The Democrats’ decision made the emancipation amendment a central issue in the November elections — with their presidential candidate, Gen. George McClellan, supporting his party’s congressional position throughout the fall campaign. The Democrats changed their tune only after their decisive defeat at the polls by Lincoln’s Republicans. When the 13th Amendment returned for consideration during the lame duck session of Congress, enough Democrats changed their votes to give the initiative the two-thirds majority required to send it onward to the states.
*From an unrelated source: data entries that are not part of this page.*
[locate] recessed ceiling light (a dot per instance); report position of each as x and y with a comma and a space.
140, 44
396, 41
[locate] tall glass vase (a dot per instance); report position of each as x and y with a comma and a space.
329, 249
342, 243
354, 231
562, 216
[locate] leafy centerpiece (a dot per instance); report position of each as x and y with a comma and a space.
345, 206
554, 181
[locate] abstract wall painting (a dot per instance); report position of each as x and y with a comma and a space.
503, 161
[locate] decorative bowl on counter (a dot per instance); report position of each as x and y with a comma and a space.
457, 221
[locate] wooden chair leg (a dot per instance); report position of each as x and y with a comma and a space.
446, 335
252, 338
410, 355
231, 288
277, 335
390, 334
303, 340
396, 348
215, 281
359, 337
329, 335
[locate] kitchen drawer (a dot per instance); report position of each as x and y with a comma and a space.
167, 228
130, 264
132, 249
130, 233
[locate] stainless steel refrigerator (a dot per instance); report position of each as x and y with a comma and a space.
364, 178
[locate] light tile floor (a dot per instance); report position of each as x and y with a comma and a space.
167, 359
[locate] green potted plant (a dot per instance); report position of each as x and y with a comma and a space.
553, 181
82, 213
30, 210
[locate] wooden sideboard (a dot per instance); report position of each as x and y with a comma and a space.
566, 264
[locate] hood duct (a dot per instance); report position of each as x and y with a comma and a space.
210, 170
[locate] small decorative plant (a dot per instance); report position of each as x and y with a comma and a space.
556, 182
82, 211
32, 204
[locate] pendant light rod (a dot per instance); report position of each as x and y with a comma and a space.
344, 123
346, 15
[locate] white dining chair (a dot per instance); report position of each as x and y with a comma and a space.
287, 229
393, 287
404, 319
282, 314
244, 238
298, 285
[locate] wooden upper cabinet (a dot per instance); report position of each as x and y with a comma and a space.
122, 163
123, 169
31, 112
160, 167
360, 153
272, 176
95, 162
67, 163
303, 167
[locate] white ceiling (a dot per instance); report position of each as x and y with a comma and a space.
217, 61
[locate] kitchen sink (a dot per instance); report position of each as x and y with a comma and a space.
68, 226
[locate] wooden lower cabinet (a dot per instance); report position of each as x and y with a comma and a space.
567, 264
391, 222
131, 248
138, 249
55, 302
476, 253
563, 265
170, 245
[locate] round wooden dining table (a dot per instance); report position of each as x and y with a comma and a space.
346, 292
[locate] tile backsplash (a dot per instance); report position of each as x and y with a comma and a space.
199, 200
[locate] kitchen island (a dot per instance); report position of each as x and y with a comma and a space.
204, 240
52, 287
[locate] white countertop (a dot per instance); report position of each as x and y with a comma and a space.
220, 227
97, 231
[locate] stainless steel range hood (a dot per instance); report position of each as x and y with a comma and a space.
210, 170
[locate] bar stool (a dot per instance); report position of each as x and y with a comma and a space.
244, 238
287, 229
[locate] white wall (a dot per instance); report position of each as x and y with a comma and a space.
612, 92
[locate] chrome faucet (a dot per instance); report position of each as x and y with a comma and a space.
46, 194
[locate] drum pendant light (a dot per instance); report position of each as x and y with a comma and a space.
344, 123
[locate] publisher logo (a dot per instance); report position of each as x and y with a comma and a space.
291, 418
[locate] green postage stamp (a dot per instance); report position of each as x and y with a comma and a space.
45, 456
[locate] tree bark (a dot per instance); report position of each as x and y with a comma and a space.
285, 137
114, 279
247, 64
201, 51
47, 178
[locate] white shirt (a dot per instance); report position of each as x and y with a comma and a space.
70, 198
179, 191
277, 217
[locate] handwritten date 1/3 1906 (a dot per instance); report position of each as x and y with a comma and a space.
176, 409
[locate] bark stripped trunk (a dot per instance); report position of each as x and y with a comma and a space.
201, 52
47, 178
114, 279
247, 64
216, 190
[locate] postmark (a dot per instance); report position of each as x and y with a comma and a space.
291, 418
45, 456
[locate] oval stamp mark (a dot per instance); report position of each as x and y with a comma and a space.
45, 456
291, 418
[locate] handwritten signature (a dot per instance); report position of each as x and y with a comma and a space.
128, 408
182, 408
The subsequent enactment of the amendment, however, did not conclude the debate that Lincoln had begun. In his proclamation, he promised to “recommend” that all “loyal” citizens “be compensated for all losses … including the loss of slaves.” This recommendation provoked a further round of argument that only ended in 1868 when the 14th Amendment rejected Lincoln’s proposal, expressly denying all compensation to slaveholders for their newly emancipated freedmen.

Obama’s proclamation may well lead Americans to make very different decisions over time. But like Lincoln’s, its provisional and limited character will have a democracy-forcing effect — spurring officials and citizens to more actively engage in a constitutional dialogue.

Rather than refusing to follow the Constitution and “take care that the laws be faithfully executed,” the president emphasizes that he will continue deportations, using the budgetary resources Congress has provided. But those appropriations cover the annual removal of about 400,000 of the 11.3 million immigrants in the country illegally. Given this fact, Obama’s initiative has a constitutionally legitimate purpose: to prevent Homeland Security from wasting its scarce resources on breaking up innocent families when it could be targeting immigrants who deserve expeditious removal.

This constrained exercise of constitutional and statutory discretion will force both political parties down Lincoln’s path, requiring tough decisions they might otherwise evade: Will the Republican candidates for president and Congress, like the Democrats in 1864, run their next campaign on a platform repudiating Obama’s proclamation? If so, will the Democrats of 2016 defend it? If so, how will voters respond?

The democracy-forcing aspect of Obama’s initiative distinguishes it from other recent exercises in executive unilateralism. The president’s decision to begin an open-ended war against Islamic State, for example, represents the imperial presidency at its worst. It is neither conditional nor provisional.

To the contrary, Obama is ignoring the War Powers Act’s explicit requirement that presidents gain congressional assent to their initiation of hostilities within 60 days. Rather than provoking debate, his assertion of power allows Congress to defer a considered decision on the war to the indefinite future. Serious constitutionalists should oppose such unilateralist assertions as a breach of fundamental principle.

But they should not confuse the issue by denouncing the president as imperial when he is engaging in democracy-enhancing actions fully consistent with his obligation to “take care that the laws be faithfully executed.”

Bruce Ackerman, a professor of law and political science at Yale, is the author of We the People: The Civil Rights Revolution. He wrote this for the Los Angeles Times.